Diferentemente dos trabalhos anteriores, onde as mínimas relações se resolviam no interior do mesmo plano, Serra aqui recorrerá à montagem, dispondo sequencialmente novas imagens que complementam a ilustração dos movimentos realizados pela ponte ou descrevem a sua própria estrutura metálica. Este procedimento, entretanto, embora ofereça pontos-de-vista distintos, em duração alongada, não encontra no filme uma atribuição estrutural propriamente dita, funcionando muito mais como o encadeamento simples destas tomadas. Nos 16 minutos de “Railroad Turnbridge” afigura-se um caráter dispersivo distinto de toda a concisão dos filmes anteriores citados.
Seu retorno ao filme terá ainda uma última obra, intitulada “Steelmill/Stahlwerk” (1979), realizado junto de sua companheira Clara Weyergraf-Serra, em que assume de maneira mais propriamente dita um registro documental, ao acompanhar a rotina de trabalho de uma usina siderúrgica na Alemanha, onde estava sendo produzida a primeira de suas esculturas utilizando o ferro forjado, “Berlin Block (For Charlie Chaplin)” (1977). Desta vez, entretanto, Serra trata de documentar diretamente o processo de fabricação industrial da escultura dentro da usina, registrando a rotina de trabalho e questionando os seus operários a propósito do que significaria para eles fazê-lo. Novamente, os caminhos entre o seu cinema e a sua prática escultórica se cruzam.
Matheus Zenom
Notas
[1] SERRA, Richard; McSHINE, Kynaston. “Uma conversa sobre trabalho com Richard Serra” in. “Escritos e Entrevistas”. São Paulo: IMS, 2014.
[2] Por tratar-se de uma abordagem bastante distinta dos preceitos explorados em sua produção em película, não discutirei neste texto a sua produção em vídeo, que se apropria e ironiza uma linguagem publicitária e midiática em geral para voltar-se a interesses semiológicos e de contestação social, como era tendência de parte da “videoarte” emergente nos anos de 1970.
[3] Termos que estão absolutamente de acordo com a poética de outro notável escultor, Amílcar de Castro, do qual falamos a respeito em edições anteriores da Revista Limite. Disponível em: https://limiterevista.com/2021/03/30/amilcar-de-castro-concisao-e-materialidade/
[4] SERRA, Richard. “Palestra de Richard Serra” in. “Rio Rounds”. Rio de Janeiro: Centro de Arte Hélio Oiticica, 1999.

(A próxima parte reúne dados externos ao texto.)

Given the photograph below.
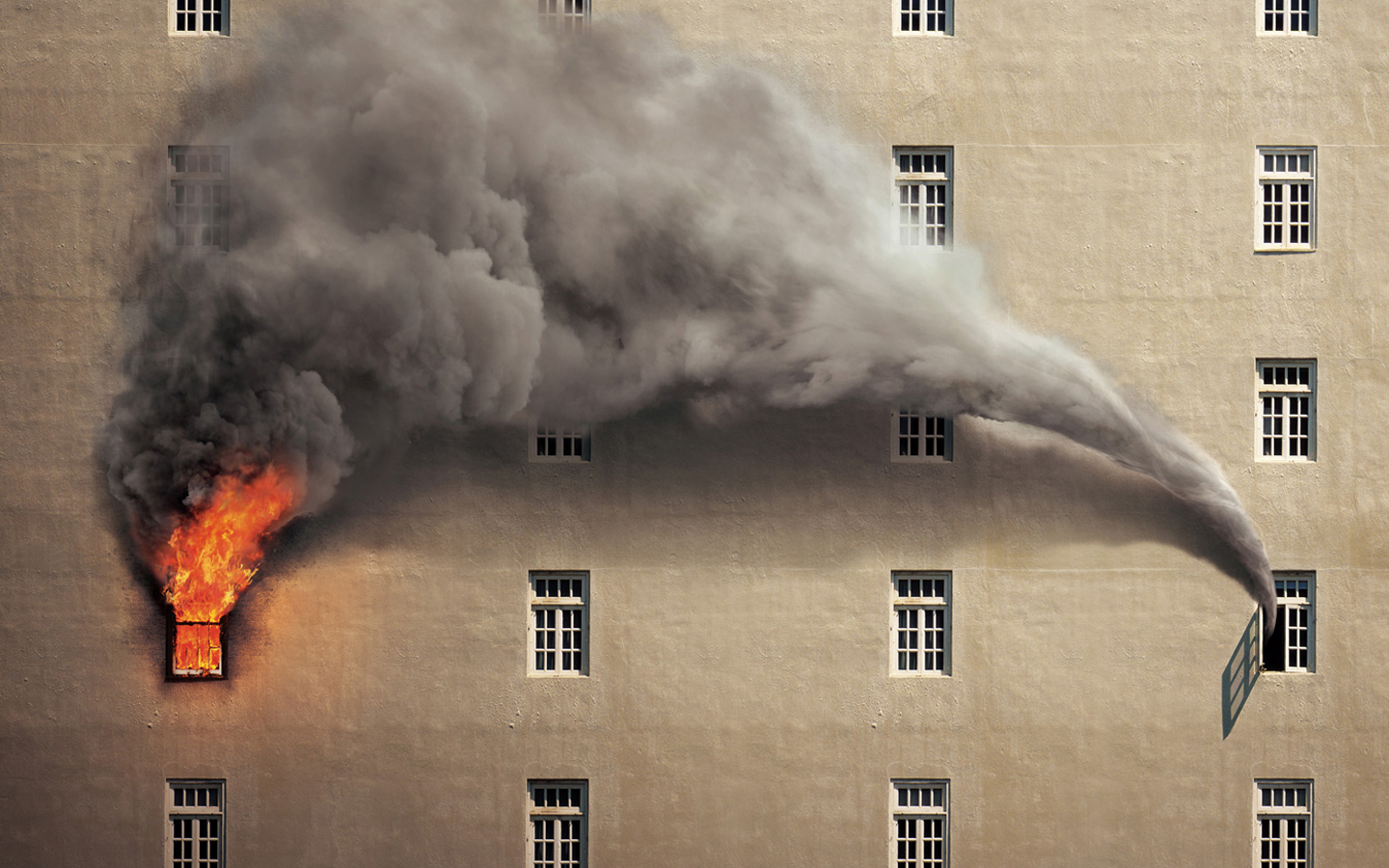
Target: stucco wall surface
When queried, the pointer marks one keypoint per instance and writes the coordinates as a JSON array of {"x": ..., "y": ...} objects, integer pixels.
[{"x": 739, "y": 709}]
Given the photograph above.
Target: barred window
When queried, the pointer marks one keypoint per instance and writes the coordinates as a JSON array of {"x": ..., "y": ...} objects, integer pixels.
[
  {"x": 1282, "y": 824},
  {"x": 921, "y": 622},
  {"x": 196, "y": 832},
  {"x": 558, "y": 609},
  {"x": 924, "y": 196},
  {"x": 564, "y": 15},
  {"x": 558, "y": 444},
  {"x": 1291, "y": 647},
  {"x": 556, "y": 833},
  {"x": 920, "y": 824},
  {"x": 1287, "y": 198},
  {"x": 921, "y": 438},
  {"x": 198, "y": 195},
  {"x": 199, "y": 17},
  {"x": 1292, "y": 17},
  {"x": 1288, "y": 410},
  {"x": 924, "y": 17}
]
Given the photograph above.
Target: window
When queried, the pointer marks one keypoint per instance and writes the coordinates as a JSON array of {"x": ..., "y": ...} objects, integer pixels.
[
  {"x": 196, "y": 835},
  {"x": 1290, "y": 17},
  {"x": 558, "y": 605},
  {"x": 924, "y": 196},
  {"x": 556, "y": 832},
  {"x": 1282, "y": 824},
  {"x": 564, "y": 15},
  {"x": 921, "y": 438},
  {"x": 1287, "y": 198},
  {"x": 198, "y": 196},
  {"x": 924, "y": 17},
  {"x": 556, "y": 444},
  {"x": 921, "y": 622},
  {"x": 199, "y": 17},
  {"x": 1292, "y": 644},
  {"x": 920, "y": 824},
  {"x": 1288, "y": 410}
]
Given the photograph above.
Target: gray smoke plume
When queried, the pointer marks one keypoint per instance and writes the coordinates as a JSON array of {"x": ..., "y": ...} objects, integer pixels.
[{"x": 441, "y": 214}]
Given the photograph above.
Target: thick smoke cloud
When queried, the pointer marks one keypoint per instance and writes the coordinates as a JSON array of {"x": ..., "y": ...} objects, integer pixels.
[{"x": 441, "y": 214}]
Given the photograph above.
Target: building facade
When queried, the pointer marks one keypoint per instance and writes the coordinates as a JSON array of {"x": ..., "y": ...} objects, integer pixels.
[{"x": 846, "y": 637}]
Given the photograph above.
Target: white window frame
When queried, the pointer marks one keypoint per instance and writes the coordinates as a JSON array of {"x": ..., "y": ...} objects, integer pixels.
[
  {"x": 201, "y": 17},
  {"x": 1277, "y": 15},
  {"x": 912, "y": 429},
  {"x": 1277, "y": 826},
  {"x": 1279, "y": 410},
  {"x": 560, "y": 444},
  {"x": 564, "y": 15},
  {"x": 924, "y": 188},
  {"x": 1285, "y": 174},
  {"x": 202, "y": 854},
  {"x": 922, "y": 17},
  {"x": 558, "y": 628},
  {"x": 199, "y": 191},
  {"x": 905, "y": 852},
  {"x": 1294, "y": 640},
  {"x": 546, "y": 810},
  {"x": 920, "y": 617}
]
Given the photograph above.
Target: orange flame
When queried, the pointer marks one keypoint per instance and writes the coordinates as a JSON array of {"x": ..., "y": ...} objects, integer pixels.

[5] Declarações feitas em um programa da televisão alemã, que apresenta também alguns dos trechos de sua filmografia comentada. Disponível em: https://www.youtube.com/watch?v=NrUJFiSy1mE
[6] KRAUSS, Rosalind. “Richard Serra, a Translation” in. “Originality of the Avant-Garde and Other Modernist Myths”. Cambridge: MIT Press, 1986.